Along with news of Batwheels being renewed for a second season, Cartoon Network and Adult Swim president Michael Ouweleen gave some comments on the life and future of Cartoon Network. Very aware that many have concerns and questions about what is to become of both networks as David Zaslav continues to tighten the budgeting and canceling of many projects, regardless of how close to finished they are, Ouweleen agrees that things have changed, but “we’re not dead“.
In response to the reaction to news about the death of Cartoon Network back in October, Ouweleen said, “It was weird to wake up a couple of weeks ago and read our obituary as we were alive. We’ve got more stuff coming next year than we had this year.”
With all the changes going on at the animated network, “It’s definitely a pivot, through the merger and through this kind of industry-wide correction that we’re all seeing and navigating through.”
Even with all the massive cancellations that have happened at the network, Ouweleen says, “We’re not looking to cancel shows. It’s just we have to allocate the money we have in ways that we think are going to have the biggest impact and please the most number of people. You want to keep those creative relationships with people and see what else you can do.“
“The go-forward notion is Cartoon Network and Adult Swim will be the main source of animation at Max and we’re gearing up to share with them all the stuff we have in development right now,” Ouweleen says. “We talk to those guys every week, pretty much and coordinate and plan our activity together.”
Ouweleen explains that the plan to build an ambitious kids and family business (“to compete with Disney, frankly,” he adds) had to be shelved in the new conglomerate, which also included most of the now canceled live action plans. Basically he’s saying the shows planned were too wide and open and not focused. Too much was focused on trying to compete with Disney.
Now the new plan is to go back to the roots of what made Cartoon Network a successful place for cartoons to be. “When I joined the network (in 1996), to our minds it wasn’t a kid network, it was an animation network. We said it was for a psychographic, not a demographic. The best animation works on a couple levels and works for a couple of different audiences at once. And I think that’s where Cartoon Network proper is coming back around to. The remit I think for us now is to go back to being the best animation across Cartoon Network and Adult Swim, and serve the audience that is still there, starting on linear, which is adult.”
According to Ouweleen, Cartoon Network always attracted audiences in the 18-49 year age range, which is part of why Adult Swim was created. “When we started Adult Swim, that was the first moment where we were like, ‘Oh, wait, if there’s a thing just for adults, what is Cartoon Network now?’ It took us I’d say a couple of years to figure out what Cartoon Network was. Now it’s more natural for it to be aimed at doing great animated shows for everybody at once. And linear still has a healthy adult audience.”
Ouweleen uses “Adventure Time” as the guiding factor in the type of shows the network wants to create as they move forward. “Our median age is 29 during the day. So, the path forward is to lean into that and make really great stuff that appeals to young adults and kids can watch it too.
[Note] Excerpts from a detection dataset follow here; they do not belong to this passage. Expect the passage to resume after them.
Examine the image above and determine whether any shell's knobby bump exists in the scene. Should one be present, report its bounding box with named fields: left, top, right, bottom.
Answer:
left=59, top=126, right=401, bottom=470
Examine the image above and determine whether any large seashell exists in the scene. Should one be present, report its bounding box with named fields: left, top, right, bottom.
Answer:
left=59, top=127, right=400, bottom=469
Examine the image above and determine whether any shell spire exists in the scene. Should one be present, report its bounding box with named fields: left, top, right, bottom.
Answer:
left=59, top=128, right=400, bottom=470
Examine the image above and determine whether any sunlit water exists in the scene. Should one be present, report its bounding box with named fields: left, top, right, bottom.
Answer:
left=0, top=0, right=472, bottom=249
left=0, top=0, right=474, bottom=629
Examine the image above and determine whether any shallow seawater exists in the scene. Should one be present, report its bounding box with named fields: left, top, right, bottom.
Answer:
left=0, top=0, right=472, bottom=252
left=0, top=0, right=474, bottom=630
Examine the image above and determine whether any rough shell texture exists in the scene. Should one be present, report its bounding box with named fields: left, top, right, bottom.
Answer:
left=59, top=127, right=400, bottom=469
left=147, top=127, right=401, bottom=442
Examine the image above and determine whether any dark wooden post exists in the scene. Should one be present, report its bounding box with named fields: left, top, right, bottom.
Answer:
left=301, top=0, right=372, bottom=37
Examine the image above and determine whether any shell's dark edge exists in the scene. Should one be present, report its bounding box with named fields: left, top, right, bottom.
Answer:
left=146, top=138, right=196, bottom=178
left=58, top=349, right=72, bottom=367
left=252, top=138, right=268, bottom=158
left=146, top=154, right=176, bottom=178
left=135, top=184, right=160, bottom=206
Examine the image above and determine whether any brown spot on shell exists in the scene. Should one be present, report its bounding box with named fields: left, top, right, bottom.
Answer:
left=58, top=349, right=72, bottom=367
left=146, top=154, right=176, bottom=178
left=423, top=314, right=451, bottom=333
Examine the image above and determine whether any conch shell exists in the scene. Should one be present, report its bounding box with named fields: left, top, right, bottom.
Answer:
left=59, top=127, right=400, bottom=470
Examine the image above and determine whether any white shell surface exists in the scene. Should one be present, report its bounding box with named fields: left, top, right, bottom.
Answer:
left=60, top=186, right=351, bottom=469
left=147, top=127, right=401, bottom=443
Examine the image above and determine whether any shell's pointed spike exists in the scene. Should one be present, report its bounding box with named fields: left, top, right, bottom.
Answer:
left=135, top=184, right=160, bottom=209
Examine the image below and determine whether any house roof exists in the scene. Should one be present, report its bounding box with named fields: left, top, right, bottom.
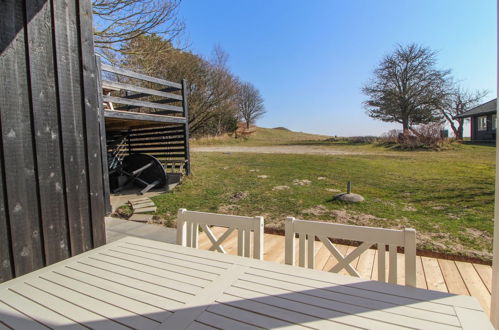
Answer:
left=456, top=99, right=497, bottom=118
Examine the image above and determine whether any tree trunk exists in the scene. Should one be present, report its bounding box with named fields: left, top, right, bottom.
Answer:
left=402, top=118, right=409, bottom=136
left=456, top=118, right=464, bottom=140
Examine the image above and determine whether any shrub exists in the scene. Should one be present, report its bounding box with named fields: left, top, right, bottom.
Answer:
left=380, top=123, right=452, bottom=150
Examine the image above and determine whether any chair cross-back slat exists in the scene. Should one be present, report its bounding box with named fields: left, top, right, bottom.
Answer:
left=285, top=217, right=416, bottom=287
left=177, top=209, right=263, bottom=259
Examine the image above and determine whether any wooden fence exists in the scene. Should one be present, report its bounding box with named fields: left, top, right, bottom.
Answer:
left=0, top=0, right=105, bottom=282
left=101, top=64, right=190, bottom=175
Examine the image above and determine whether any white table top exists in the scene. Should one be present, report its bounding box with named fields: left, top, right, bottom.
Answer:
left=0, top=237, right=492, bottom=330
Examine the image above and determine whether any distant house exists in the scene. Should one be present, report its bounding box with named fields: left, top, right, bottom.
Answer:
left=456, top=99, right=497, bottom=142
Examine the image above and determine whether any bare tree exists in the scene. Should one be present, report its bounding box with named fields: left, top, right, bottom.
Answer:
left=440, top=86, right=489, bottom=140
left=93, top=0, right=185, bottom=58
left=237, top=82, right=266, bottom=128
left=362, top=44, right=449, bottom=135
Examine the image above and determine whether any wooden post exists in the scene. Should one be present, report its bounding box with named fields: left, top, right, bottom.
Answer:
left=182, top=79, right=191, bottom=175
left=177, top=209, right=187, bottom=246
left=284, top=217, right=295, bottom=265
left=404, top=228, right=416, bottom=287
left=95, top=56, right=113, bottom=214
left=253, top=217, right=264, bottom=260
left=490, top=0, right=499, bottom=329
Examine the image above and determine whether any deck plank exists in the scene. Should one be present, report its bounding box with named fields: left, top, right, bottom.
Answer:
left=421, top=257, right=448, bottom=292
left=473, top=264, right=492, bottom=292
left=416, top=256, right=428, bottom=289
left=184, top=229, right=492, bottom=313
left=357, top=249, right=376, bottom=279
left=438, top=259, right=469, bottom=295
left=456, top=261, right=490, bottom=315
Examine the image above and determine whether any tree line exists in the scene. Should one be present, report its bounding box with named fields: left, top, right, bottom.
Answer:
left=93, top=0, right=266, bottom=136
left=362, top=44, right=488, bottom=139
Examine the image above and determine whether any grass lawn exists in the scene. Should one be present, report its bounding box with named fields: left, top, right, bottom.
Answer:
left=191, top=127, right=328, bottom=146
left=154, top=129, right=495, bottom=260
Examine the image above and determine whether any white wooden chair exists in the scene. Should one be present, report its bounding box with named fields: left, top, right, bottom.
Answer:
left=285, top=217, right=416, bottom=287
left=177, top=209, right=263, bottom=260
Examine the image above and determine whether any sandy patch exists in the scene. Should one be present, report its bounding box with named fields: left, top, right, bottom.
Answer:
left=402, top=205, right=418, bottom=212
left=301, top=205, right=329, bottom=215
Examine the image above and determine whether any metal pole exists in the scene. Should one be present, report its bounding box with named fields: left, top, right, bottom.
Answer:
left=490, top=0, right=499, bottom=329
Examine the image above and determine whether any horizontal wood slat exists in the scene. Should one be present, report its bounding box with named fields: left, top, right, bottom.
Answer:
left=102, top=95, right=183, bottom=112
left=102, top=80, right=182, bottom=101
left=102, top=64, right=182, bottom=89
left=104, top=110, right=186, bottom=123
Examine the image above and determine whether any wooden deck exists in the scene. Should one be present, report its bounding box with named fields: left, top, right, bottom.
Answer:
left=199, top=228, right=492, bottom=314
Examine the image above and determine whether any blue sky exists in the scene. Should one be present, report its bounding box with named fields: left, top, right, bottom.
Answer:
left=180, top=0, right=497, bottom=136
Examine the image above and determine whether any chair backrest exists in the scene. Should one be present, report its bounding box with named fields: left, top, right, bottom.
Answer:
left=177, top=209, right=263, bottom=259
left=285, top=217, right=416, bottom=287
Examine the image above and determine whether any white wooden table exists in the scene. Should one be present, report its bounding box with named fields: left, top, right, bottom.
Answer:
left=0, top=237, right=492, bottom=330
Cartoon Network Studios and Warner Bros. Animation will still exist as individual labels, and continue to fall under the oversight of president Sam Register. Sam Register is best known as the creator of Hi Hi Puffy AmiYumi and The Looney Tunes Show, as well as being the executive producer of such shows as Teen Titans, Ben10, Transformers: Animated, and Teen Titans Go!
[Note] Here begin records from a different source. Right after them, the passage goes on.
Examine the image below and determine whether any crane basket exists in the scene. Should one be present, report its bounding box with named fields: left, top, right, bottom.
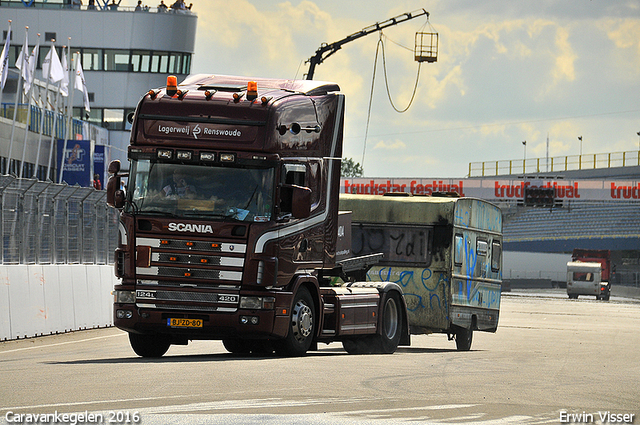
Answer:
left=414, top=32, right=438, bottom=62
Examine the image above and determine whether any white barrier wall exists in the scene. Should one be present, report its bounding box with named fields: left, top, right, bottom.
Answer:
left=502, top=251, right=571, bottom=282
left=0, top=264, right=118, bottom=341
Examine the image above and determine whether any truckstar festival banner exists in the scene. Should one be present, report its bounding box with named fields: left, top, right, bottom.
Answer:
left=340, top=177, right=640, bottom=201
left=57, top=140, right=104, bottom=187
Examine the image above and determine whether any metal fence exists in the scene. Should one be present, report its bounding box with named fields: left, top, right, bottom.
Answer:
left=0, top=175, right=118, bottom=264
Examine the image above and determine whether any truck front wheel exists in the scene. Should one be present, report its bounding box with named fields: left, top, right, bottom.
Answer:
left=129, top=332, right=171, bottom=357
left=455, top=327, right=473, bottom=351
left=376, top=293, right=402, bottom=354
left=275, top=286, right=316, bottom=357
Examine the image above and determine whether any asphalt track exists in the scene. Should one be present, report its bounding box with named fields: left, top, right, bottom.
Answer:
left=0, top=289, right=640, bottom=425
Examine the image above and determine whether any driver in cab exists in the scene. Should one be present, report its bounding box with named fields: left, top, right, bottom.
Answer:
left=162, top=169, right=196, bottom=198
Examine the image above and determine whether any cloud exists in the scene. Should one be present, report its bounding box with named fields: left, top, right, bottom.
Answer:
left=373, top=140, right=407, bottom=151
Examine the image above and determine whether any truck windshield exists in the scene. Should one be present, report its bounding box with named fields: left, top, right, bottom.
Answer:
left=128, top=160, right=274, bottom=221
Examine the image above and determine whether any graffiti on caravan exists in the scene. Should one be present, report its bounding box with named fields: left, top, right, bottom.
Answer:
left=341, top=179, right=465, bottom=196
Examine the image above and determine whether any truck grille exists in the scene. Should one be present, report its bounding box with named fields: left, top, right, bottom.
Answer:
left=136, top=237, right=246, bottom=286
left=136, top=287, right=240, bottom=312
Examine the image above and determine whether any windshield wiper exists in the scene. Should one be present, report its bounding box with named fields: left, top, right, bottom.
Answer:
left=137, top=210, right=178, bottom=217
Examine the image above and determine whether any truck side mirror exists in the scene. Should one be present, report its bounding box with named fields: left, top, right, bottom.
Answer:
left=107, top=160, right=125, bottom=209
left=107, top=174, right=125, bottom=209
left=291, top=186, right=311, bottom=218
left=280, top=184, right=311, bottom=218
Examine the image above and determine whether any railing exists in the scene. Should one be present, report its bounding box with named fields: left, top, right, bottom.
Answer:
left=469, top=150, right=640, bottom=177
left=0, top=175, right=118, bottom=264
left=0, top=0, right=195, bottom=15
left=0, top=103, right=82, bottom=139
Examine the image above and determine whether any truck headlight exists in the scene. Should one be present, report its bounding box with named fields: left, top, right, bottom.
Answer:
left=113, top=291, right=136, bottom=304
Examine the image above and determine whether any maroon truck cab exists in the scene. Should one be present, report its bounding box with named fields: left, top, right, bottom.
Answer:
left=107, top=75, right=408, bottom=356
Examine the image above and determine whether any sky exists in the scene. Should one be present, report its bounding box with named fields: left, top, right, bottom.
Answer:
left=155, top=0, right=640, bottom=178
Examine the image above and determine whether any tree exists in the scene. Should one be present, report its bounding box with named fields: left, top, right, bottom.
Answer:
left=340, top=158, right=364, bottom=177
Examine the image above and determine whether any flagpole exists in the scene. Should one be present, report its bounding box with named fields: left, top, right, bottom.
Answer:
left=7, top=27, right=29, bottom=174
left=0, top=19, right=11, bottom=127
left=32, top=39, right=55, bottom=177
left=45, top=46, right=67, bottom=181
left=58, top=37, right=73, bottom=183
left=19, top=33, right=40, bottom=177
left=46, top=81, right=64, bottom=181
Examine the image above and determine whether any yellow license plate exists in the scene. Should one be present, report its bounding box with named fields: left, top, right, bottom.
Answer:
left=167, top=319, right=202, bottom=328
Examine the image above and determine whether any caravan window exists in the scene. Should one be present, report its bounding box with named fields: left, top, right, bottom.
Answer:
left=453, top=234, right=464, bottom=266
left=476, top=239, right=489, bottom=257
left=491, top=241, right=502, bottom=272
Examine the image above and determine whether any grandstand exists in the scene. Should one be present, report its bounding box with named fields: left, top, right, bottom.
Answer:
left=476, top=152, right=640, bottom=286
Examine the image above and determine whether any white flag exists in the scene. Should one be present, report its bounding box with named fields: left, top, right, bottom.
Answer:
left=16, top=30, right=29, bottom=86
left=42, top=46, right=64, bottom=83
left=24, top=38, right=40, bottom=93
left=74, top=55, right=91, bottom=112
left=0, top=21, right=11, bottom=90
left=60, top=49, right=69, bottom=97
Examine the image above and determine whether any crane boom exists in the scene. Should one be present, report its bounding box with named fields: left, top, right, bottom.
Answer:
left=305, top=9, right=429, bottom=80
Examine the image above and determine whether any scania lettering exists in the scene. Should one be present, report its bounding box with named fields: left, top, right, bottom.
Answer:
left=107, top=75, right=410, bottom=357
left=168, top=223, right=213, bottom=233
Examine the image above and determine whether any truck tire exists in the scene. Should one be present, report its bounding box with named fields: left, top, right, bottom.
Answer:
left=342, top=292, right=402, bottom=354
left=376, top=292, right=402, bottom=354
left=455, top=327, right=473, bottom=351
left=275, top=286, right=316, bottom=357
left=129, top=332, right=171, bottom=357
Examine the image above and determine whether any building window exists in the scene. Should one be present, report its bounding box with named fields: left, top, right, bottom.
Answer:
left=104, top=49, right=132, bottom=72
left=131, top=50, right=151, bottom=72
left=104, top=109, right=124, bottom=130
left=5, top=45, right=191, bottom=75
left=82, top=49, right=102, bottom=71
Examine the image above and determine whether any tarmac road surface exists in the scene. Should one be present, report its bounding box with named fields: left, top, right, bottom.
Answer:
left=0, top=290, right=640, bottom=425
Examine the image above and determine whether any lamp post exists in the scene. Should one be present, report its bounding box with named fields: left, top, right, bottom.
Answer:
left=578, top=136, right=582, bottom=156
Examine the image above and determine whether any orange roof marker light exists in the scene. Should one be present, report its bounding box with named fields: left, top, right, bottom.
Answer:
left=167, top=75, right=178, bottom=97
left=247, top=81, right=258, bottom=100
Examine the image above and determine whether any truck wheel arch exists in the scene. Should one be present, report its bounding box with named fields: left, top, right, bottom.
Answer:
left=289, top=274, right=322, bottom=339
left=347, top=282, right=411, bottom=346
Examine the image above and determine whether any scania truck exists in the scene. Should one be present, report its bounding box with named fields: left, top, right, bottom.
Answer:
left=107, top=75, right=410, bottom=357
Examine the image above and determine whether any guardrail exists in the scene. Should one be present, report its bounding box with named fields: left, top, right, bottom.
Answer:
left=0, top=175, right=118, bottom=264
left=469, top=150, right=640, bottom=177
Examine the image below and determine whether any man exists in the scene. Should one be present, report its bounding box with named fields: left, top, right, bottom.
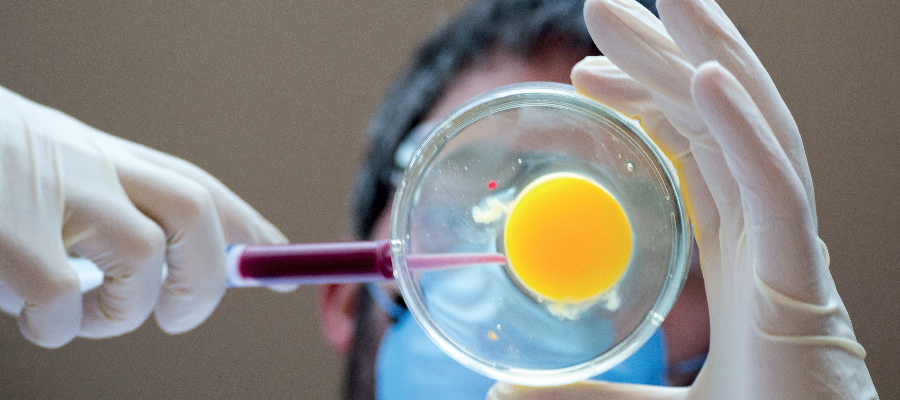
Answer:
left=321, top=0, right=709, bottom=398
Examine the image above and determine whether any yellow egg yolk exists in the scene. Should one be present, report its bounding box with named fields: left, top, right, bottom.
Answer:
left=504, top=173, right=632, bottom=303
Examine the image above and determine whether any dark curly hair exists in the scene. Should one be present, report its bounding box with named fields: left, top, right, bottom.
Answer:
left=350, top=0, right=656, bottom=238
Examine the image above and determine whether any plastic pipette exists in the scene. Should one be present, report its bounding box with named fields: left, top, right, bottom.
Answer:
left=69, top=240, right=506, bottom=291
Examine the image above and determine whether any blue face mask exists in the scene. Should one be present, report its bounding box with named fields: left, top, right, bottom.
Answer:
left=373, top=292, right=666, bottom=400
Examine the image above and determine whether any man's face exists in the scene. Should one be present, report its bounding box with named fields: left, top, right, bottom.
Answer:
left=320, top=51, right=583, bottom=370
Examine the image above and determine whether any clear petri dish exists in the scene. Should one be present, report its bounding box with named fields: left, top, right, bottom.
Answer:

“We’ve known each other for so long and both see our responsibility as humans on the planet to make sure that the words ‘Cartoon Network’ stay as vibrant and strong as possible. Cartoon Network Studios is still a distinct creative entity and aimed at all the things that Cartoon Network Studios has always aimed at, which is unique creators, first time creators. Building shows that are worlds and new ideas. Pushing the conversation forward in terms of animation.
Sometimes people think we’re niche, or think animation is small and don’t understand the power of it. It helps having ‘Rick and Morty’ for everyone to understand. Like, oh, this can be big. This could be a popular thing. And we’ve been expanding Adult Swim globally.”
Ouweleen finishes off his comments by stating, “When we get out of thinking of Cartoon Network as just living and dying based on kid revenue, it actually frees us up to do more stuff and lean into really what our core always was, which is, let’s advance what the animation art form can do, and create iconic stuff.“
What do you think of Cartoon Network seemingly going back to the roots of the network?